After several years of high-profile departures and persistent questions about London’s attractiveness as a listing venue, the City is cautiously optimistic that the coming months could mark a turning point for the London Stock Exchange, with a pipeline of initial public offerings building that bankers and market observers describe as the most promising in four years. A combination of reformed listing rules, improved market sentiment and a handful of marquee companies considering London floats has generated a mood of guarded confidence in an equity capital markets community that has endured a prolonged drought since the post-pandemic IPO boom of 2021.

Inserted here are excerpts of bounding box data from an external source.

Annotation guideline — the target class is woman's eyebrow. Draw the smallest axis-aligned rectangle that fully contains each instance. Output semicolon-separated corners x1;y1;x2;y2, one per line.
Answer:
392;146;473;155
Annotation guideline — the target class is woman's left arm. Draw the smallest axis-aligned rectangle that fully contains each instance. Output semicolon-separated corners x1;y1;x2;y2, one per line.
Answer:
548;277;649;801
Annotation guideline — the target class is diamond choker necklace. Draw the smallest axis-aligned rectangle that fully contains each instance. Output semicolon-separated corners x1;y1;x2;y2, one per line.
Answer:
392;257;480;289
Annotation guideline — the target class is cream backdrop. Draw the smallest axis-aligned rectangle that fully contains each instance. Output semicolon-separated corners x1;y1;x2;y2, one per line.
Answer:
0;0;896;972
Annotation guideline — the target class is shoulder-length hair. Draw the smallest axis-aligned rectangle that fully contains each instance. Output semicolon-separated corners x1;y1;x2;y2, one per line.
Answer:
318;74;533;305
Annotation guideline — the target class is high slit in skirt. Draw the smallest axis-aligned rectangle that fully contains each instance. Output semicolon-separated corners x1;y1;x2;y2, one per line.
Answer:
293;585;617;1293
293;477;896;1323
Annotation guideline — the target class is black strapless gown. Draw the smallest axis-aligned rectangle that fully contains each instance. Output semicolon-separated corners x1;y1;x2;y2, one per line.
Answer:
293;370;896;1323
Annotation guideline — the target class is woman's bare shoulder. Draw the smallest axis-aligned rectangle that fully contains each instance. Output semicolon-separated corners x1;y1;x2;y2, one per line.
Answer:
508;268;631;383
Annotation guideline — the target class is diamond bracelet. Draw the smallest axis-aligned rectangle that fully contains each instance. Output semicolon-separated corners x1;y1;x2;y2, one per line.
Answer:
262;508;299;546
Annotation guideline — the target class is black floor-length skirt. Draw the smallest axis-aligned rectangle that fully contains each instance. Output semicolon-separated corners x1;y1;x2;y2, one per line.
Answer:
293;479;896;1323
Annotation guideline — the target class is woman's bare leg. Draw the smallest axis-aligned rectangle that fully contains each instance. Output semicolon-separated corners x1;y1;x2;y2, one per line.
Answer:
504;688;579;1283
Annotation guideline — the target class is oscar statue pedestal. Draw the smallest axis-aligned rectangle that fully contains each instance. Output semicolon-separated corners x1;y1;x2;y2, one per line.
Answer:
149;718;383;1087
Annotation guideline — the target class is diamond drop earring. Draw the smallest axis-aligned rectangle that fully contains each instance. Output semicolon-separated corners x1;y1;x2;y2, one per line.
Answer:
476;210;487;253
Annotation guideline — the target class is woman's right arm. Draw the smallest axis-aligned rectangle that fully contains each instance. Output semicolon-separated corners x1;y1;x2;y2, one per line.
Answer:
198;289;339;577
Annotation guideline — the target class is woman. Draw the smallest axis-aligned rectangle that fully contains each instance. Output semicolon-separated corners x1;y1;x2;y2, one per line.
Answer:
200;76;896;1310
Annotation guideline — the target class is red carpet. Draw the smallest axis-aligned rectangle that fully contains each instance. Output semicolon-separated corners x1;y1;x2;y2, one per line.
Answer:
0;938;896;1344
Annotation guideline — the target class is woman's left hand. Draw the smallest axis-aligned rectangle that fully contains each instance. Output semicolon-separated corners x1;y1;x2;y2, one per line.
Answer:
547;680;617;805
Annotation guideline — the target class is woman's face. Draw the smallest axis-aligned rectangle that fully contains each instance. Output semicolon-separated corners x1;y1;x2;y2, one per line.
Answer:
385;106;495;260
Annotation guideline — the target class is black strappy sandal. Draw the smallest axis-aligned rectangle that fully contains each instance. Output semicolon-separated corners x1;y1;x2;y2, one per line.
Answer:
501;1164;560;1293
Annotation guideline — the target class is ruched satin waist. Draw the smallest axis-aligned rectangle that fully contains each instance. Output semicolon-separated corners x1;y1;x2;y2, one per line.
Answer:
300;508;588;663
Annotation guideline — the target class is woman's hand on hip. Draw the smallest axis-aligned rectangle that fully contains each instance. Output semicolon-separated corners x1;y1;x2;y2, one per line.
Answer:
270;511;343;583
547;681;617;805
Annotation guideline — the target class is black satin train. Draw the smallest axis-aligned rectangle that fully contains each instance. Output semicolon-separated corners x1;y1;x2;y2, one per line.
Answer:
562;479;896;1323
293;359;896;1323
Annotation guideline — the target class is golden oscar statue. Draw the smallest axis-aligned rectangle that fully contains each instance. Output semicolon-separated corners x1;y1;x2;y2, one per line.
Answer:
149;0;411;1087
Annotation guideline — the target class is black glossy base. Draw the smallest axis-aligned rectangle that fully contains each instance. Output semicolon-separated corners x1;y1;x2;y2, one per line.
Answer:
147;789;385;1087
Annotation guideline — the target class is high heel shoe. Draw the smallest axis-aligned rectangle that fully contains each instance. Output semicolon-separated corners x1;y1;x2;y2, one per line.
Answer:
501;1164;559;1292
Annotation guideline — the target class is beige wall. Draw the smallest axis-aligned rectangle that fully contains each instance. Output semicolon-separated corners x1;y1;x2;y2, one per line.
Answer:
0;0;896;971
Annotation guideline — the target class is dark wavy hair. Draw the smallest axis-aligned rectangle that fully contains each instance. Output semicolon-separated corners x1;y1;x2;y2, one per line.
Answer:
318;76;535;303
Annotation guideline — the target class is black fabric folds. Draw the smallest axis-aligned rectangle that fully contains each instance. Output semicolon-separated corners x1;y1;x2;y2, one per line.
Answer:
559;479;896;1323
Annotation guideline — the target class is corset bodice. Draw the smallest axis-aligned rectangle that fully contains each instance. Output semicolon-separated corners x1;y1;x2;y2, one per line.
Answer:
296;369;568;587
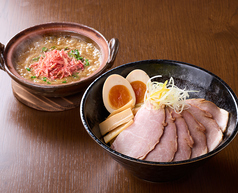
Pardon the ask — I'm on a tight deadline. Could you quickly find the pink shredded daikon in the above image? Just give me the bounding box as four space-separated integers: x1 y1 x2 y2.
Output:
30 50 84 80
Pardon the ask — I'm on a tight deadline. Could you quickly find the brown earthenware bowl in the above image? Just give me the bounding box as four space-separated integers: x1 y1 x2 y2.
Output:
0 23 119 97
80 60 238 182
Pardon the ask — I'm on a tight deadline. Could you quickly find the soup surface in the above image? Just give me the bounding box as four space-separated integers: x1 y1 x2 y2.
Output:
16 35 101 84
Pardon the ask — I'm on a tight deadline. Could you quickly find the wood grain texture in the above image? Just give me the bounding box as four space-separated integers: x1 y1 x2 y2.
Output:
0 0 238 193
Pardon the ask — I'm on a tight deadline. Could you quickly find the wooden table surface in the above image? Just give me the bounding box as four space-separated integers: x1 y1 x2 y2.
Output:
0 0 238 193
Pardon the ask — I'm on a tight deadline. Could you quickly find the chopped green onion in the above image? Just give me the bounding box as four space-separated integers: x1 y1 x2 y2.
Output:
42 47 48 52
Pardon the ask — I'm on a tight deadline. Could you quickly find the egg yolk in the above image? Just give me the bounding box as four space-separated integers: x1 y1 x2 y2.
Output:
131 80 146 104
108 85 131 109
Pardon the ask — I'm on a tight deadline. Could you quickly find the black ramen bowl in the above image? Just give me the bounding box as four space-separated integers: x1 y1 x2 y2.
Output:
80 60 238 182
0 22 119 97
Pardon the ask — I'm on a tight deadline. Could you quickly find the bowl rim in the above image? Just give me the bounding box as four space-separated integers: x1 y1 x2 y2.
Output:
4 22 111 90
80 59 238 166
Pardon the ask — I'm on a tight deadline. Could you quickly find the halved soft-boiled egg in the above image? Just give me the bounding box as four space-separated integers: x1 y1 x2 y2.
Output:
126 69 150 104
102 74 136 113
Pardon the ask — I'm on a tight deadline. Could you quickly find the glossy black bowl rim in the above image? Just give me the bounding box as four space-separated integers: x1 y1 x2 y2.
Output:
80 59 238 166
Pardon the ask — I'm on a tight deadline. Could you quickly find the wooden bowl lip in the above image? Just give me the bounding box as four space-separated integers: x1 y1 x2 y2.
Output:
80 59 238 167
4 22 110 91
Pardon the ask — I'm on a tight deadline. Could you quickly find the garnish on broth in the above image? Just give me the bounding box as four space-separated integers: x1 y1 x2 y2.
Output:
144 75 198 113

The Financial Conduct Authority’s listing rule reforms, which came into force in the second half of 2024, have begun to show their effect. The changes, which simplified the listing framework, gave founders more flexibility over share structures and reduced the administrative burden of maintaining a London listing, were widely credited with persuading several companies that had been weighing New York against London to choose the domestic option. Bankers involved in the IPO process say that the reformed rules have meaningfully reduced one of the most commonly cited objections from founders considering a London float.
Among the companies understood to be considering a London listing in the second half of 2026 are several high-profile names in technology, financial services and consumer sectors. Monzo, the digital bank that has grown to more than 10 million customers in the UK and is expanding in the United States, confirmed earlier this month that it was working with advisers to evaluate its IPO options, with London understood to be the preferred venue following strong encouragement from government ministers keen to claim a high-profile fintech listing for the City. Arm Holdings’ strong performance since its Nasdaq IPO has also prompted renewed debate about whether the chip designer should consider a secondary London listing.
The equity capital markets recovery has been aided by improved conditions in the broader market. The FTSE 100 has risen 12% since the beginning of 2026, buoyed by strong corporate earnings, a recovery in commodity prices and a stabilisation of interest rate expectations following two Bank of England rate cuts in late 2025. Investor appetite for new issues has improved markedly, with the oversubscription rates on the smaller IPOs that have come to market in the first quarter of 2026 suggesting that institutional investors are willing to put capital to work in new listings if the pricing is sensible.
Not everyone is willing to declare the recovery confirmed. Several senior figures in the City’s investment banking community cautioned that the IPO market remained fragile and that a single high-profile deal gone wrong — as happened with the failed attempts to float THG and several other companies in 2022 and 2023 — could quickly reverse the improvement in sentiment. The ongoing uncertainty created by the Trump administration’s tariff policies and their potential impact on global growth was also cited as a factor that could rapidly change investor risk appetite.
The London Stock Exchange Group, which has been transforming itself from a traditional exchange operator into a broader financial data and analytics business under chief executive David Schwimmer, declined to comment on specific companies but said it was “actively engaged with a significant number of potential issuers across multiple sectors.” The exchange has been running a campaign to attract international technology companies to list in London as part of a broader effort to diversify the market beyond its traditional concentration in financial services, energy and mining.